Gathering—Many patients do not know where to go to find information about their medicines. The Internet has so much information—from both reputable and nonreputable sources—that many people quickly become overwhelmed. Therefore, once information is collected, patients often have a tough time sifting through credible information to find actionable content.

Pharmacists can make this process easier for patients by guiding them to reputable resources. One such resource is MedLine Plus from the National Library of Medicine. If a patient does not have Internet access, consider giving him or her a printout of pertinent information. A good rule of thumb is that half of all people forget what you tell them once they walk out the door, so giving them printed information is always a good decision.

Understanding—Approximately 1 in 8 patients has some vision loss.3 If patients have difficulty reading, it is hard for them to understand instructions. As our population becomes older, vision loss is becoming increasingly prevalent. Ask if your patients wish to receive information in larger font sizes or if they need help reading the material. Check to see if you can print larger font sizes on bottles and in handouts.

Another 30 million Americans have limited English proficiency. If patients cannot read the English instructions, this is an obvious barrier to understanding them and a safety concern. There are a few vendors who now offer multilanguage medication instructions for patients. Avoid giving just the dense, English-only medication instruction sheets that have been dispensed with medicines in the past, hoping that your patients can somehow figure out what they mean.

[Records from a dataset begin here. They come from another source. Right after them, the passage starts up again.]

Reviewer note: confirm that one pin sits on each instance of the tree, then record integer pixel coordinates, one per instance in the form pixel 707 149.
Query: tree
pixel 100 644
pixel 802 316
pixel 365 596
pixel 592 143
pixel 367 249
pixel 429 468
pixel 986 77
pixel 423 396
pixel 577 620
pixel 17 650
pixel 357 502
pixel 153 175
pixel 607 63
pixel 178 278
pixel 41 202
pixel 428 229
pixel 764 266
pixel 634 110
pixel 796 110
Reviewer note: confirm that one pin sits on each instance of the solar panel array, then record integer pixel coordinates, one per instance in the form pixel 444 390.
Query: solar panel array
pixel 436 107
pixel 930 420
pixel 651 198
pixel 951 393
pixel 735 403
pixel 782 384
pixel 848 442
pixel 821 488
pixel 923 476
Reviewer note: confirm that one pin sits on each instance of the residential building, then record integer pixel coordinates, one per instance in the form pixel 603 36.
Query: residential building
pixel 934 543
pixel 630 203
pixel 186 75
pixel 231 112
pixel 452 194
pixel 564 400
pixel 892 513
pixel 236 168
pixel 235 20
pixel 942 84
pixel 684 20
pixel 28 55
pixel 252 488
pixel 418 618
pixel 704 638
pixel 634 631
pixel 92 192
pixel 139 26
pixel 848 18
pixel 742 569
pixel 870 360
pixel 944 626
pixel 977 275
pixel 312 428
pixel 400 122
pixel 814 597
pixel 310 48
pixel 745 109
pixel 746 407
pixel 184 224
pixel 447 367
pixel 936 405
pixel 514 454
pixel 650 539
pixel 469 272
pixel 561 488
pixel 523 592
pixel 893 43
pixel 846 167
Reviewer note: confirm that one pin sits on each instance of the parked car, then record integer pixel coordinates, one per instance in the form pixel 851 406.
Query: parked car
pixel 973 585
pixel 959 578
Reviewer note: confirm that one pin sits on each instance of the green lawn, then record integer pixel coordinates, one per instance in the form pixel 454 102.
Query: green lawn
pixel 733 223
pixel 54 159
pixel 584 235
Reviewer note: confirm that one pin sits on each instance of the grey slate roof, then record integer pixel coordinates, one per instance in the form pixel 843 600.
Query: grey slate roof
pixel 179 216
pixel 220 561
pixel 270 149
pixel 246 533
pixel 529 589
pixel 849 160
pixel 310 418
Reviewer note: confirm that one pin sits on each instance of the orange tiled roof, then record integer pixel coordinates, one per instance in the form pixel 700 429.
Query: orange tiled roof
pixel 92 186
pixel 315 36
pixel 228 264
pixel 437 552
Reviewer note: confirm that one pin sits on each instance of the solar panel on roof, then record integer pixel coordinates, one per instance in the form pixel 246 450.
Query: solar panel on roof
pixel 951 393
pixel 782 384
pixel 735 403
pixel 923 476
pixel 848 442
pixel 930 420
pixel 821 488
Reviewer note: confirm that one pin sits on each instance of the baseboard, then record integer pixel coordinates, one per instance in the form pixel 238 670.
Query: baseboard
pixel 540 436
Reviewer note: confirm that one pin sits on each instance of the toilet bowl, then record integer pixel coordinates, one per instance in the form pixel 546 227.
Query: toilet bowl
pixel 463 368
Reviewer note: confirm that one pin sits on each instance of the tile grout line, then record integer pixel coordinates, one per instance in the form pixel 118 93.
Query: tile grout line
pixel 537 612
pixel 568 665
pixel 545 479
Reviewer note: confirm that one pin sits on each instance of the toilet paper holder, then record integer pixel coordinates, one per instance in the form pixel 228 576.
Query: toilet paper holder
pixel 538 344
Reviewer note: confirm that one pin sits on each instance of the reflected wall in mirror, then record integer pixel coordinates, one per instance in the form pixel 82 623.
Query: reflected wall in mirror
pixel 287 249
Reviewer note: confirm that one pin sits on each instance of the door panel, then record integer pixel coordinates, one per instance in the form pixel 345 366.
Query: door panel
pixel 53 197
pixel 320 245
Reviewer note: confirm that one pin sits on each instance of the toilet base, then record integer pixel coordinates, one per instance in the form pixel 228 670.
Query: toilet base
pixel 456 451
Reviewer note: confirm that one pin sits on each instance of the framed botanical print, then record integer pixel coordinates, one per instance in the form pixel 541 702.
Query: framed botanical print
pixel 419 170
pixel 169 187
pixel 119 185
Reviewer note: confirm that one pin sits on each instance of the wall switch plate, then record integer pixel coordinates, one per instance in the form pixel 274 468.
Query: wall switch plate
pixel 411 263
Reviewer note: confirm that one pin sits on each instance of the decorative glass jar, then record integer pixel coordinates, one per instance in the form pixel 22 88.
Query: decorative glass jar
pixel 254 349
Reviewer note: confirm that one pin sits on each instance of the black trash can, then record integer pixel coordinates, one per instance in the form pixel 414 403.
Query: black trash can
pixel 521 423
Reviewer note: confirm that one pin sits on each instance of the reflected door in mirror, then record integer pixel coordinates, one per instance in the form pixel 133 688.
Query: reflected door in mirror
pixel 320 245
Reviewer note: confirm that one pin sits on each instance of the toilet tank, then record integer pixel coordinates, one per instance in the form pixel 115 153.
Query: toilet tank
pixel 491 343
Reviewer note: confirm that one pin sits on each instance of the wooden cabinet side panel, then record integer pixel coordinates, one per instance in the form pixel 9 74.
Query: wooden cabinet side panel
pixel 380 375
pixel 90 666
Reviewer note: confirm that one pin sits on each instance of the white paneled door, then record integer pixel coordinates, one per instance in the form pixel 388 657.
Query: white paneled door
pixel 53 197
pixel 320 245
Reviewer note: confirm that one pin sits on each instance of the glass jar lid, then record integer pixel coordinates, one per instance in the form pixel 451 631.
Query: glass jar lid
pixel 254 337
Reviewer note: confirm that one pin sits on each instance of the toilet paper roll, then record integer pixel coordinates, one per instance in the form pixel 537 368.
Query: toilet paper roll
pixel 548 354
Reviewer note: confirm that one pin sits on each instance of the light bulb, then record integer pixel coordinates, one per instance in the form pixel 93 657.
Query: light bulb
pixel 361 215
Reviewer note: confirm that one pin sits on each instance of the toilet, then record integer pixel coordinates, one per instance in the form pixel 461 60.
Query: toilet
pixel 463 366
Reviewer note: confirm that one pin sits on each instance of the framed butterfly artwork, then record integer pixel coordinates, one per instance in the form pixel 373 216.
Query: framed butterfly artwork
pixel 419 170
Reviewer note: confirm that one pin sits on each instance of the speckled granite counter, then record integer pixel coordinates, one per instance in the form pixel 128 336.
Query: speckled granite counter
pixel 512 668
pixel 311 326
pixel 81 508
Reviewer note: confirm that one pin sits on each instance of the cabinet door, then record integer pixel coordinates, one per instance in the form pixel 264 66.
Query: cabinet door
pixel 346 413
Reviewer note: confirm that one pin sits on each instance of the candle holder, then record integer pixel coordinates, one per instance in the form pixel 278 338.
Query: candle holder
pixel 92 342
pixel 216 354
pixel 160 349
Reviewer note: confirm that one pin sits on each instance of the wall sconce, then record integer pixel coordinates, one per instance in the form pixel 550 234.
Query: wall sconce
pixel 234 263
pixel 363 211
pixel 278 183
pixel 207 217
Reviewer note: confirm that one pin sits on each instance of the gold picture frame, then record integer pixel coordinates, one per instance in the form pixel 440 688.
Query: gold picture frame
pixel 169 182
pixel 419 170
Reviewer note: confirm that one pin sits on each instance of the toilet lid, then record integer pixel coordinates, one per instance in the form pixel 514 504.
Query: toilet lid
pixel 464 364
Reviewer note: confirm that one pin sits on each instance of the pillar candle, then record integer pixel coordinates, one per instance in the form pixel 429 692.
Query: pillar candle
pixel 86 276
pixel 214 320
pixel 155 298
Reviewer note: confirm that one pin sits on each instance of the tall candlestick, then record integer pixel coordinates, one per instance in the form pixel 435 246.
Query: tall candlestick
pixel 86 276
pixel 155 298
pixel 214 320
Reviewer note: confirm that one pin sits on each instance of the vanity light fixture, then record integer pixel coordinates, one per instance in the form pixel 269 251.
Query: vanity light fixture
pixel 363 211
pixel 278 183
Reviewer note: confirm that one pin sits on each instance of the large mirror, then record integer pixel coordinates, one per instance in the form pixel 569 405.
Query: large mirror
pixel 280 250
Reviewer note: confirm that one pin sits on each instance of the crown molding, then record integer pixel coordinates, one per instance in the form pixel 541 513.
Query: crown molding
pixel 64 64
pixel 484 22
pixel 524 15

Another approach to improving understanding is a visual one. There is growing support for the Universal Medication Schedule (UMS), which graphically represents 4 daily dosing times with the amount of medicine to be taken at each time. Some pharmacy management systems can now print UMS images on container labels and handouts.

Acting—As mentioned in other articles in this issue, medication adherence is multifaceted and can be affected by many issues such as financial resources, access to transportation to the pharmacy, etc. One of the nice benefits of the health literacy approach is that we can improve patients’ self-management skills and increase their awareness of the importance of each medicine. Including periodic reviews with patients, such as a medication therapy management session, can reinforce proper adherence behavior and identify other barriers to adherence.

There are measurement tools to score a patient’s health literacy levels, such as the Rapid Estimate of Adult Literacy in Medicine. These tools, however, are generally used only for research purposes and are impractical for daily use.

How Do You Target Low Health Literacy Patients?

The point of this approach is that you do not need to target any particular groups. This approach benefits everyone, and low health literacy patients the most.

As you can see, understanding is the cornerstone of patient adherence. Remember that half of your patients likely face obstacles to their ability to understand their instructions. Accommodating low healthy literacy provides a practical method for improving health outcomes for all your patients.

Dr. Charles Lee is founder and president of Polyglot Systems, Inc (Morrisville, NC), which he founded in 2001 with a mission to develop practical, affordable, multilanguage technology solutions to improve health care access and reduce disparities for underserved and limited English proficient patient populations. He is an internal medicine physician, an adjunct assistant professor at the UNC Eshelman School of Pharmacy, and a member of the FDA’s Risk Communication Advisory Committee.


  • Institute of Medicine. Health Literacy: A Prescription to End Confusion. Washington, DC: National Academies Press; April 2004.
  • Report of the Council on Scientific Affairs. Ad Hoc Committee on Health Literacy for the Council on Scientific Affairs, American Medical Association. JAMA. 281(6):552-557.
  • American Foundation for the Blind website. 2013.